A oferta de milho e soja dos Estados Unidos permanecerá acima das estimativas do mercado na temporada 2019/20, afirmou na última sexta-feira (10) o Departamento de Agricultura do país (USDA). Em seu relatório mensal de oferta e demanda, o órgão estimou os estoques finais de soja em 2019/20 em 970 milhões de bushels e os de milho em 2,485 bilhões de bushels. O relatório de maio foi o primeiro a apresentar uma perspectiva para a safra 2019/20, que começa em 1º de setembro.
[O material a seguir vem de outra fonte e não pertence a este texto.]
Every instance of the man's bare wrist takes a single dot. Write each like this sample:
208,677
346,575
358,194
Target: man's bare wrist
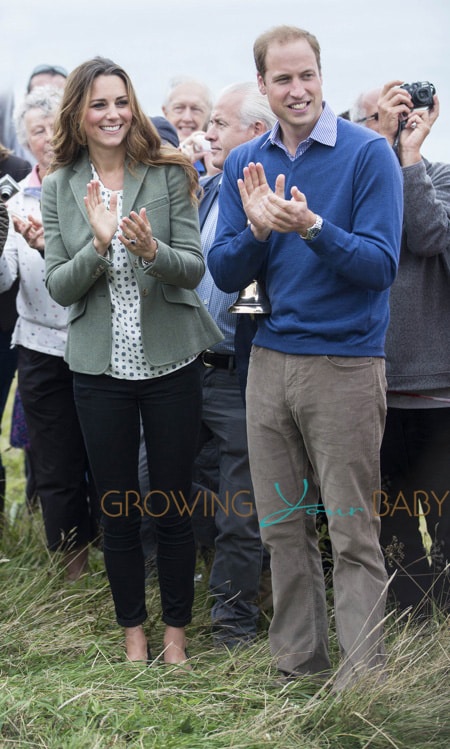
260,234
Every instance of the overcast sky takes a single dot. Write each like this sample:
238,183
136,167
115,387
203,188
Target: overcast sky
363,44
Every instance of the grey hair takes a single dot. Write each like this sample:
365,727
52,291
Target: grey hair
254,106
178,80
358,110
46,98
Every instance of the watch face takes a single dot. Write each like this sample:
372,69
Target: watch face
314,230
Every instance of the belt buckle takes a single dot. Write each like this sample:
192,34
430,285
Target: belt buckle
205,363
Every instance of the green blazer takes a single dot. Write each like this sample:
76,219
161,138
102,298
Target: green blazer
174,322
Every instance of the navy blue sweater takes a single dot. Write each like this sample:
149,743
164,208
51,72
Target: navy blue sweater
329,296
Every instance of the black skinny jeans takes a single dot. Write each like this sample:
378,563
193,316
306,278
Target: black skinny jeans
110,412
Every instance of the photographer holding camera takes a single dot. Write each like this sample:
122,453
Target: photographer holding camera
415,451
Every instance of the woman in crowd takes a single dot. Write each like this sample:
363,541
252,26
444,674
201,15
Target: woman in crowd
57,454
124,254
10,166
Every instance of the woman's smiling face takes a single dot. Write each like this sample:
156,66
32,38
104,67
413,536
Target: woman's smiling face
108,115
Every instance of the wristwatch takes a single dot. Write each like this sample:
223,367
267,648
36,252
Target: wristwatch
313,230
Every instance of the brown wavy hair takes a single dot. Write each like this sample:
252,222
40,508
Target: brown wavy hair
143,144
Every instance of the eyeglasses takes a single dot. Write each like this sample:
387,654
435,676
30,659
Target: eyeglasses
51,69
370,117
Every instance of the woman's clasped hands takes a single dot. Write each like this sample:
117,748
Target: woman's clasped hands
136,233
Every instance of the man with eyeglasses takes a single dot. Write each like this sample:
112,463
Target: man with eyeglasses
416,444
47,75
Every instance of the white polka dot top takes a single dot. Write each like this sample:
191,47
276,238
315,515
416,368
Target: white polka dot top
128,360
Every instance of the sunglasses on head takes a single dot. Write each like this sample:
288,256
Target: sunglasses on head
52,69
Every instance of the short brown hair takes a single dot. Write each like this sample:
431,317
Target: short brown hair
282,35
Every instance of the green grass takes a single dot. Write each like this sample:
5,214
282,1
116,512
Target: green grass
64,683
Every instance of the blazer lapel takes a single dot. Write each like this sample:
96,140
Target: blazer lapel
131,185
78,182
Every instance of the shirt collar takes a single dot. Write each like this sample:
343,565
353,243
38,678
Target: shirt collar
324,131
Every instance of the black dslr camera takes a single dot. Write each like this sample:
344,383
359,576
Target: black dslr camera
8,187
421,93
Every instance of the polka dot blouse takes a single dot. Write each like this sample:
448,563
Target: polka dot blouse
128,360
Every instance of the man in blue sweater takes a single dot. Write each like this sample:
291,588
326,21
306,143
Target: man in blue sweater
314,211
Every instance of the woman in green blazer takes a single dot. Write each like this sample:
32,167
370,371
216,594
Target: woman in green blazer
123,251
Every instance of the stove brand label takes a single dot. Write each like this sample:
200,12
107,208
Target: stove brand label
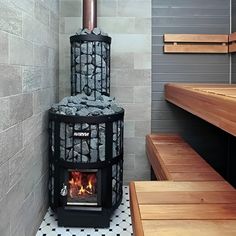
82,134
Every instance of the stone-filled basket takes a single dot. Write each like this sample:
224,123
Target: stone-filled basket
86,142
90,64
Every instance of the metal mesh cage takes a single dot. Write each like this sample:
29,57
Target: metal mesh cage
87,139
90,65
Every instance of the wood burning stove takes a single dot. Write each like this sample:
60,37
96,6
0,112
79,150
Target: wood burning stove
86,168
86,136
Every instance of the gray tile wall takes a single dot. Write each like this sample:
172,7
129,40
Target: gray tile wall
128,22
28,86
189,17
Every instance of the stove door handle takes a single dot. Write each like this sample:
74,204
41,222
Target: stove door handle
64,190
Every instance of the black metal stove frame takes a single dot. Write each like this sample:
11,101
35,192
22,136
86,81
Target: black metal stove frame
110,171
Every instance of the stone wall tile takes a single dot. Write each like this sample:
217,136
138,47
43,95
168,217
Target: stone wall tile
11,83
123,94
41,12
21,107
31,78
72,25
122,60
40,55
4,218
142,61
142,128
15,168
4,179
143,25
129,129
21,51
10,19
140,8
3,47
42,100
10,142
24,5
70,8
54,22
137,111
32,127
107,8
142,94
5,114
125,43
129,162
124,25
130,77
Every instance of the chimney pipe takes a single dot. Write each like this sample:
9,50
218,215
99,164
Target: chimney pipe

Analistas esperavam estoques finais de 910 milhões de bushels para a soja e 2,131 bilhões de bushels para o milho na próxima temporada, de acordo com a média de estimativas compiladas por uma pesquisa da Reuters.

O governo também aumentou sua previsão para os estoques de soja em 2018/19, para um recorde de 995 milhões de bushels. Há um mês, o USDA estimara os estoques finais da oleaginosa no atual ano-comercial em 895 milhões de bushels.

Os estoques finais de milho para 2018/19 foram estimados em 2,095 bilhões de bushels, também acima da projeção de abril, de 2,035 bilhões de bushels.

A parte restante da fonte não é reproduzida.